How to formulate Augmented Langrangian as an objective function to SOS problem? I am implementing ADMM algorithm to solve a complex optimization problem with SOS constraints.
The x-update of the algorithm looks like this:
$$ x^{k+1}= {\arg\min}_{x \in S} \|x-z^{k}+\lambda^{k}\|^2_F$$
where S is an indicator function implying the satisfaction of some sum-of-squares constraints.
I'm looking to use SOSTools in MATLAB to solve this problem, but SOS programs only allows for a linear objective function, but in my case, it is quadratic. Although I have seen that people have solved such problems in literature, I'm kind of clueless. Any help will be appreciated.
 A: First, you seem to confuse limitation of the theory (sum-of-squares programming) and limitations of a particular tool (sostools).
Second, I suspect you confuse what is the objective of the original problem, and what is the objective of the sum-of-squares program.
Third, do you really start with a sum-of-squares representations of the feasible set in the independent $x$, or is there some underlying problem where you start with a polynomial constraint? It sounds extremely weird that you would have a sum-of-squares representation of that set to begin with, and that you then want to lift that one again? I hope you mean you want to use sum-of-squares representation of $S$ when minimizing your objective.
Regardless, here is an implementation in YALMIP, assuming you have a polynomial representation of $S$. Note that polynomial optimization via sos requires you to derive a sum-of-squares representation of the optimization problem, i.e. the objective function in your original model is not the objective in the sum-of-squares model, and to cope with constraints, you have to apply the positivstellensatz and introduce multipliers.
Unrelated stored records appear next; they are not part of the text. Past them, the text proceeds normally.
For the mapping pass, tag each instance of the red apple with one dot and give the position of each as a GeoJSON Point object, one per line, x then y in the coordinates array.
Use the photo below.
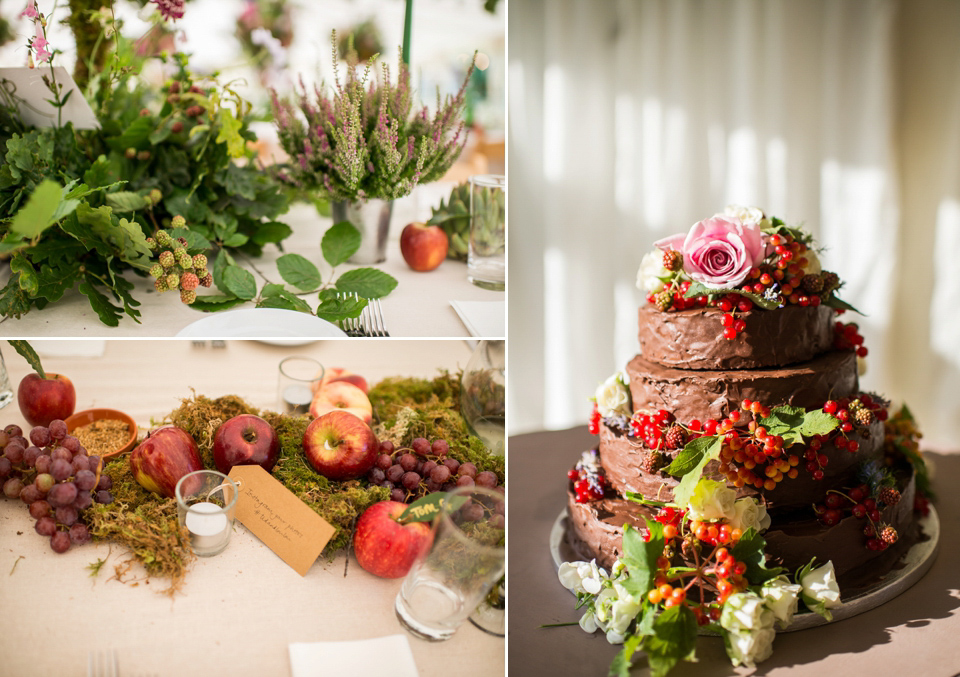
{"type": "Point", "coordinates": [166, 455]}
{"type": "Point", "coordinates": [45, 399]}
{"type": "Point", "coordinates": [423, 247]}
{"type": "Point", "coordinates": [340, 446]}
{"type": "Point", "coordinates": [342, 396]}
{"type": "Point", "coordinates": [383, 546]}
{"type": "Point", "coordinates": [245, 440]}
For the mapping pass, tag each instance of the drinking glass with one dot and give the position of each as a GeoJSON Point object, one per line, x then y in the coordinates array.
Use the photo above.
{"type": "Point", "coordinates": [206, 507]}
{"type": "Point", "coordinates": [466, 559]}
{"type": "Point", "coordinates": [300, 377]}
{"type": "Point", "coordinates": [486, 255]}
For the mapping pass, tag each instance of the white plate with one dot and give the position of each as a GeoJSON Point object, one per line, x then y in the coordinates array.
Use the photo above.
{"type": "Point", "coordinates": [912, 566]}
{"type": "Point", "coordinates": [260, 323]}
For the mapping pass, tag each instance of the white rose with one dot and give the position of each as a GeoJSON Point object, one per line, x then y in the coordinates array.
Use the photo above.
{"type": "Point", "coordinates": [745, 214]}
{"type": "Point", "coordinates": [746, 611]}
{"type": "Point", "coordinates": [582, 577]}
{"type": "Point", "coordinates": [613, 396]}
{"type": "Point", "coordinates": [650, 272]}
{"type": "Point", "coordinates": [712, 500]}
{"type": "Point", "coordinates": [820, 585]}
{"type": "Point", "coordinates": [750, 647]}
{"type": "Point", "coordinates": [749, 513]}
{"type": "Point", "coordinates": [782, 598]}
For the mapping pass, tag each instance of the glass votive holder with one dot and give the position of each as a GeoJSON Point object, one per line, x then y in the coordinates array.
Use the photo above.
{"type": "Point", "coordinates": [206, 507]}
{"type": "Point", "coordinates": [465, 561]}
{"type": "Point", "coordinates": [486, 254]}
{"type": "Point", "coordinates": [300, 378]}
Trivial example minimize $(x-5)^2$ over $x^4 + x \leq 1$
 sdpvar x
 sdpvar t
 p = (x-5)^2;
 g = 1 - x - x^4;
 % Multiplier
 [s,c] = polynomial(x,2);
 % p(x) >= t when g(x) >= 0
 Model = [sos(p-t-s*g), sos(s)];
 % Maximize lower bound t
 optimize(Model,-t,[],[c;t])
 value(t)

https://yalmip.github.io/tutorial/sumofsquaresprogramming/
Having said that, people often have way too high expectations of sum-of-squares (and fail to see that it typically doesn't compute a solution but only computes a bound on achievable objective). For solving your standard nonlinear polynomial optimization problem, you are typically much better off simply using a global optimization solver.